After a reflective Thanksgiving, please settle any uneasiness, preoccupation and most of all confusion resulted from the question: what on earth is "the reason behind the long delayed" TLD/publication. Today it has been well known about the phenomena of pseudo-progression and cross-over associated with most immunotherapeutic clinical trials.
As a result, the trials today can follow related regulatory guidance in design to circumvent the potential unfavorable effects of pseudo-progression and cross-over. But for a 15-year old trial which was data locked on 5 October 2020, its sponsor NWBio had no luxury back then. In light of the endless confusion still existing today, please allow me for a quick rehashing on what has been going on:
About in 2014-2015, the company finally realized its initial endpoints might be compromised due to recently known pseudo-progression phenomenon. Despite pseudo-progression in and by itself may actually indicate stronger than expected immunogenicity, i.e., it's inherently a good thing, it may wreak havoc with PFS as the primary endpoint.
Evidently, FDA halted the trial prohibiting the company from screening new patients in order to protect new patients from being harmed. Note any regulatory agency would not wait for the company to prove otherwise if they deem patients may experience harm. To get the trial halt lifted, the burden obviously fell upon NWBio to prove. NWBio's opinion obviously is there is no harm to any participated patients for the reason of pseudo-progression. Evidently in Feb 2017, FDA agreed with the company. As a result, it lifted the halt.
Concurrently with pseudo-progression, by the time the company also realized its initial overall survival secondary endpoint might also be compromised because by design patients in the trial would switch (cross over) to receiving DCVax-L vaccine at disease progression so that about 90% of all the patients enrolled have received DCVax-L. That may make accurately measuring the efficacy of vaccine problematic between both the control and treatment arms of patients.
In order to solve the two potential problems (pseudo-progression and crossover) above, it became natural and necessary for the company to revise its initial SAP in which trial endpoints are significant parts. Today we know both UK and Germany have accepted the changes, evidenced with their respective government responsible update in their clinical trial registries:
"The primary endpoint of this study is overall survival (OS) compared between patients randomized to DCVax-L and control patients from comparable, contemporaneous trials who received standard of care therapy only, in patients with newly diagnosed glioblastoma.
Secondary end point(s)
The first secondary endpoint is overall survival (OS) compared between patients randomized to placebo who received DCVax-L treatment following disease recurrence, and control patients from comparable, contemporaneous clinical trials, in patients with recurrent GBM.
The second secondary endpoint, confirmed progression-free survival (cPFS), is confirmed disease progression (cPD) compared between subjects randomized to DCVax®-L and those randomized to Placebo within Study.

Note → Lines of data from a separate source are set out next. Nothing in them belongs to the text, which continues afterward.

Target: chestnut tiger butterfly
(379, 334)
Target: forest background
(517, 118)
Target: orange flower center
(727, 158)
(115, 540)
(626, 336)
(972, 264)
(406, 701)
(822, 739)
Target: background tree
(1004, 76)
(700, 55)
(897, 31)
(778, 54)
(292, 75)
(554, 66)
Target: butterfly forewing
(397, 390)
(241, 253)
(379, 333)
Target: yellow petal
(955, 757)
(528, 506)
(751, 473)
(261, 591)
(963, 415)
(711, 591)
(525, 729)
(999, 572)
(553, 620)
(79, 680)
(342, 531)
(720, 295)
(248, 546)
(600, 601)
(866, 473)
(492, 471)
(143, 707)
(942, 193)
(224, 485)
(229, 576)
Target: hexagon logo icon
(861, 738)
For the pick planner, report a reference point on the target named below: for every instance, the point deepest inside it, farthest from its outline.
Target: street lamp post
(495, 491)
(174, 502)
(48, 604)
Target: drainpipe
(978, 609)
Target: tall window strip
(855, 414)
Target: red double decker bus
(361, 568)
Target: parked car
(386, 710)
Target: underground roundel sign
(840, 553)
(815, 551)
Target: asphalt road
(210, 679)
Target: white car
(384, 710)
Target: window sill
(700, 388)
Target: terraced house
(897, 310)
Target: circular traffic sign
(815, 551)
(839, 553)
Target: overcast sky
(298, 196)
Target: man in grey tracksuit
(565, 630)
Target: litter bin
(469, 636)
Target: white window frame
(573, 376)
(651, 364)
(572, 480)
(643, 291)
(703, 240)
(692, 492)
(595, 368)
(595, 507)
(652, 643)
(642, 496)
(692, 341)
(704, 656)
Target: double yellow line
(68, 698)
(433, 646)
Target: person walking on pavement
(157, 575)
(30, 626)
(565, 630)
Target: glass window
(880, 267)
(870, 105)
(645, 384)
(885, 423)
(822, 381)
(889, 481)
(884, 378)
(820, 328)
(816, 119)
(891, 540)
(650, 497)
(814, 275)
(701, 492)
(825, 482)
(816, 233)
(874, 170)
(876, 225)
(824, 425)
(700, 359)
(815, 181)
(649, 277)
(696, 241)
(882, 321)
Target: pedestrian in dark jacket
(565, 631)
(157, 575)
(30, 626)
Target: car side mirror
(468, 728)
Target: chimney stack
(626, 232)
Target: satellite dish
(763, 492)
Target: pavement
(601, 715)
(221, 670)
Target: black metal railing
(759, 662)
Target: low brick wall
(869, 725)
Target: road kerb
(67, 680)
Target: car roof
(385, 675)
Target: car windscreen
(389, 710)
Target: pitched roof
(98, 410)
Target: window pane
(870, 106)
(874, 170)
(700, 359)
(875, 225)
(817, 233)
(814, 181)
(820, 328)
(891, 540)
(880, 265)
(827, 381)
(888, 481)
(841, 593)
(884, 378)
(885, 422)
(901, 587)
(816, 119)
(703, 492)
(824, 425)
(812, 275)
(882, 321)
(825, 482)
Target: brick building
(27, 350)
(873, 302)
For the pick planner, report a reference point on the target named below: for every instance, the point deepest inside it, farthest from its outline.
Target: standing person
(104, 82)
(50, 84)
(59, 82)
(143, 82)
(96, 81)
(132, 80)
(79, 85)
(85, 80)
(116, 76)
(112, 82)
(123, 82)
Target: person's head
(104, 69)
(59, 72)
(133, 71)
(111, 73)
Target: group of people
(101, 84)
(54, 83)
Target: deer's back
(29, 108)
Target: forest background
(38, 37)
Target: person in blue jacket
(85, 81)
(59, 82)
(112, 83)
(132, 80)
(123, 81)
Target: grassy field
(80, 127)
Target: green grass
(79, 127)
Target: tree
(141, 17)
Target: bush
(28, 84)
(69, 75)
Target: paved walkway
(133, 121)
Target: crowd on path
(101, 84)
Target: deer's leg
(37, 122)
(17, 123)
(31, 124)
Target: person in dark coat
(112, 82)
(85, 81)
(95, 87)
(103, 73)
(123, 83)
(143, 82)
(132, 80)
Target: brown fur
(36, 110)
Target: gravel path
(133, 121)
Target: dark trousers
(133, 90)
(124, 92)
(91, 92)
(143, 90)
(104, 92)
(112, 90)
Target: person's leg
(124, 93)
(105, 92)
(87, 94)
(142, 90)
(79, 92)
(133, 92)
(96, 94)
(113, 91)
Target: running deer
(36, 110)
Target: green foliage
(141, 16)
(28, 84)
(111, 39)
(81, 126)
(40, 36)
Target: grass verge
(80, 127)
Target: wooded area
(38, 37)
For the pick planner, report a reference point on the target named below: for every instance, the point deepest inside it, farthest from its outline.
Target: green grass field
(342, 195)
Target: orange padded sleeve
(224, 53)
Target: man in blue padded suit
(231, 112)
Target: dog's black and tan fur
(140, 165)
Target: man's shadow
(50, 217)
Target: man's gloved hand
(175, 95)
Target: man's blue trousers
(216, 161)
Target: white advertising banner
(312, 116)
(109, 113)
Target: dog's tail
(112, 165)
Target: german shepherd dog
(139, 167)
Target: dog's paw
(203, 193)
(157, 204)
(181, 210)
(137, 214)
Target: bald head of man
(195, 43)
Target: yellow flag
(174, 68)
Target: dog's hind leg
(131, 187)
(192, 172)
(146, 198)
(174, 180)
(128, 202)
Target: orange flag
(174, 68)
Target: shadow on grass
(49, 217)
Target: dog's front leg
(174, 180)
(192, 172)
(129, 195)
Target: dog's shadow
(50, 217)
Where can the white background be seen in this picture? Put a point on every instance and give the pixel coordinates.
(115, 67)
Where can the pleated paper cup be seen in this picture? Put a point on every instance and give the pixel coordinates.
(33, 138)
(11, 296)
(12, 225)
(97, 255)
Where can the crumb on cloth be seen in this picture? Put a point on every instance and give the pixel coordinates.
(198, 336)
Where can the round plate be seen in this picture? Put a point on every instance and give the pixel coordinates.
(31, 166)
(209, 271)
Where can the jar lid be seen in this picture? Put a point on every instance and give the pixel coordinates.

The third secondary endpoint, PFS, is progression-free survival compared between subjects randomized to DCVax®-L and those randomized to Placebo within Study.
The fourth secondary objective, OS, is overall survival compared between subjects randomized to DCVax®-L and those randomized to Placebo within Study.
The fifth secondary objective is tumor response compared between subjects randomized to DCVax®-L and those randomized to Placebo within Study."
Please note the initial primary and secondary endpoints are still part of the revised endpoints. It just now they are ranked the third and fourth endpoints (see above above).
So obviously NWBio will have plenty of explanation work to do to persuade and convince those who have doubts due to a variety of reasons. As a commercial company with only one product in the late stage development, it may not be rational and reasonable for the company to proceed in the direction of what seems familiar for most people: release TLD shortly after data lock, followed by publication/conference presentation, months if not years thereafter, considering the potential relentless malicious attacks the company had received in the past, because the trial results upon and after published will be most likely diced and spun in any negative way possible regardless how good the results will be.
This I think is the fundamental reason why we have been heading in this direction of making the trial data go through the multi-step reviews by "the Company, the Principal Investigator, the Steering Committee of the Trial, the Scientific Advisory Board, and a panel of independent brain cancer experts, who will analyze the data with the statisticians in preparation for public announcement and scientific publication"
Obviously the well analyzed and reviewed trial results published in a peer reviewed journal will be hard to rebuff; In terms of getting the vaccine approved, it may, by carefully making the preparation of data now, save time in the end.
Recently we have known the publication is in the stage of journal peer reviews. Hopefully it will not take long to get the publication out to the public.
Personally, I have been a buyer, even recently having taken a loan since I don't see any other reason not doing so for myself of course. I can accept delayed rewards from my investment after carefully reviewing what we are at and the share price which I consider it close to the price if the trial would fail its primary endpoint. As I have stated many times on this board, it's highly probable the trial will readily meet its primary and key secondary endpoints significantly based on what have been known to the public.
All the above are just my humble opinions. Good luck and be happy everyone!